Las relaciones interpersonales atraviesan un periodo de transformación significativo, especialmente entre el 2 y el 17, cuando Mercurio influye en la zona de pareja. Este periodo es crucial para la revisión de vínculos importantes, que incluyen situaciones de pareja, sociedades, acuerdos y diversos compromisos. Durante este tiempo, se abrirán conversaciones que estaban pendientes, se renegociarán contratos y se examinarán aquellas relaciones que han perdido su dirección.
El 21 de septiembre, un eclipse solar en Virgo señalará un nuevo comienzo emocional. Este evento puede significar el inicio o renacimiento de una relación, la apertura hacia un compromiso más sincero, o incluso el cierre definitivo de aquellas dinámicas que ya no son funcionales. Este período pone el amor en un lugar serio, no en un sentido frío, sino en un sentido genuino; lo que continúe en nuestras vidas lo hará con autenticidad, y lo que no aporte a nuestro bienestar será dejado atrás con gratitud.

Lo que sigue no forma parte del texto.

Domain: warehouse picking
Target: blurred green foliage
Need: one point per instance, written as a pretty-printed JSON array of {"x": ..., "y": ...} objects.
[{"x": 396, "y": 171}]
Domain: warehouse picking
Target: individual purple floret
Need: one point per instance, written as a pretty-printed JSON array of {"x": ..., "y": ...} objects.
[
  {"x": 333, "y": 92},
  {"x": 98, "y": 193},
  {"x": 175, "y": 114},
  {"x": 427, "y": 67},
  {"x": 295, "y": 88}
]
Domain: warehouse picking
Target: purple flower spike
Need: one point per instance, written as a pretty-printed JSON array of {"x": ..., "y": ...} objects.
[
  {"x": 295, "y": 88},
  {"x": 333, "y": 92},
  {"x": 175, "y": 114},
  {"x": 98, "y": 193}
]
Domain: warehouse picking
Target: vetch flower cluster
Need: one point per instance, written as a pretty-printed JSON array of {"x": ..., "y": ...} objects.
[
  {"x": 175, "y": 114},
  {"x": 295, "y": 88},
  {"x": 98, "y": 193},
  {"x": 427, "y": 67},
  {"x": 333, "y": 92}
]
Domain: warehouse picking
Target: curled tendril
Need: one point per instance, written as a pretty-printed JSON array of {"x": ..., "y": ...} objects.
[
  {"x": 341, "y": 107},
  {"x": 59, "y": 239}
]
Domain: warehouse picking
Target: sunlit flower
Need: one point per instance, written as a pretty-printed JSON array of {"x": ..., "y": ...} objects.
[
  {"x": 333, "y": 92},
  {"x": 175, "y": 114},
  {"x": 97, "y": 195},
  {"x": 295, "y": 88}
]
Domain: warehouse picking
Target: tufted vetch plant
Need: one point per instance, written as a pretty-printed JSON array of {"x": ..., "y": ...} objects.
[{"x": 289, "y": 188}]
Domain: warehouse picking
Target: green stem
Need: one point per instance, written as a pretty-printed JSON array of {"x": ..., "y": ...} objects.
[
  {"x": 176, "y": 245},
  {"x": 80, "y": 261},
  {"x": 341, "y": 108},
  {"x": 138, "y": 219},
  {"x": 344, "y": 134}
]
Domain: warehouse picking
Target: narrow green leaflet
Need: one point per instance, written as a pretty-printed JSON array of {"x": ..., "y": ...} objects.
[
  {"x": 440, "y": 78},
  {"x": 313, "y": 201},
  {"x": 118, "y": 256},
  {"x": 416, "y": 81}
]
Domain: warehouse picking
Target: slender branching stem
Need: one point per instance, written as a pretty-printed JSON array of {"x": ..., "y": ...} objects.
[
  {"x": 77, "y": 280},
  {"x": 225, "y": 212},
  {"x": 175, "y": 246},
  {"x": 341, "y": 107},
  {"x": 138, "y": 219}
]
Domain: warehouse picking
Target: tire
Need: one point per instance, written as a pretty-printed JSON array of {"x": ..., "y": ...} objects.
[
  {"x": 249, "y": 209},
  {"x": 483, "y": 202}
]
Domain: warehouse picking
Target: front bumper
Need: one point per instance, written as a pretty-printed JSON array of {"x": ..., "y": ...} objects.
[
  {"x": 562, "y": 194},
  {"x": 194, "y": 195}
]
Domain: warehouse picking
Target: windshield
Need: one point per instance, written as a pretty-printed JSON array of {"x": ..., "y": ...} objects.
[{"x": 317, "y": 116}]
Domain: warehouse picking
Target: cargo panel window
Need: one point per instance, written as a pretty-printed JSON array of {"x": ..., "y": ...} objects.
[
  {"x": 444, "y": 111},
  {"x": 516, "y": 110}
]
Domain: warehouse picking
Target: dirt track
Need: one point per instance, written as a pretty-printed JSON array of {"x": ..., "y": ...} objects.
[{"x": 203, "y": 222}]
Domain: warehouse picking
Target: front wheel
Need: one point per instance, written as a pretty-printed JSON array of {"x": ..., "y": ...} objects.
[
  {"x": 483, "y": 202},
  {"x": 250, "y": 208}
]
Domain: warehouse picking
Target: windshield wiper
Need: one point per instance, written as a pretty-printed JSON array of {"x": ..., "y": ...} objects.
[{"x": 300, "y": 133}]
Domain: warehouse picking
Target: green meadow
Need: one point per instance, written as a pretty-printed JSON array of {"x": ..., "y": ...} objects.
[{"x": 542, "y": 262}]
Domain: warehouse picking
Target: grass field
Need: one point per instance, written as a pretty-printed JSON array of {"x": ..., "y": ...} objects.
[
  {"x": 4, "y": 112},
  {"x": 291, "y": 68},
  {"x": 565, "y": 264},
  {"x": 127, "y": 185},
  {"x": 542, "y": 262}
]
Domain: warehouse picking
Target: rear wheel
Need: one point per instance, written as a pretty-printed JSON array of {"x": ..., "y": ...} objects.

Además, el 19 de septiembre coincide con la entrada de Venus en Virgo, lo cual añade belleza, diplomacia y ternura a este nuevo capítulo en las relaciones. Para aquellos que están solteros, existe la posibilidad de conocer a alguien especial, mientras que las parejas tendrán la oportunidad de reconectar emocionalmente. Si la situación es ambigua, este mes servirá como un cierre o un inicio claro para avanzar con transparencia.
A medida que finaliza el mes, Mercurio comenzará a abordar temas relacionados con la confianza, la vulnerabilidad, los secretos y los apegos. Marte, al entrar en Escorpio, infundirá energía para expandirse, estudiar, viajar o tomar decisiones significativas. Posteriormente, el Sol se trasladará a Libra, incitándonos a reflexionar sobre nuestros sentimientos, deseos y aquellas cosas que aún no hemos expresado. Este será un momento propicio para profundizar en procesos emocionales, íntimos y espirituales.
El cierre de septiembre promete ser intenso pero poderoso, presentándonos la oportunidad de aprender a compartirnos sin perder nuestra esencia. Este periodo invita a sostenernos sin caer en el control y a desear sin necesidad de pedir permiso. Aunque el proceso puede resultar profundo y, en ocasiones, incómodo, lo que se descubrirá al final será una conexión más auténtica con uno mismo.
En este ciclo, no se trata simplemente de encajar en un molde externo; el verdadero propósito es recordarnos a nosotros mismos. Lo más hermoso de este proceso es que, al elegirnos, aquello que está destinado para nosotros también nos elegirá.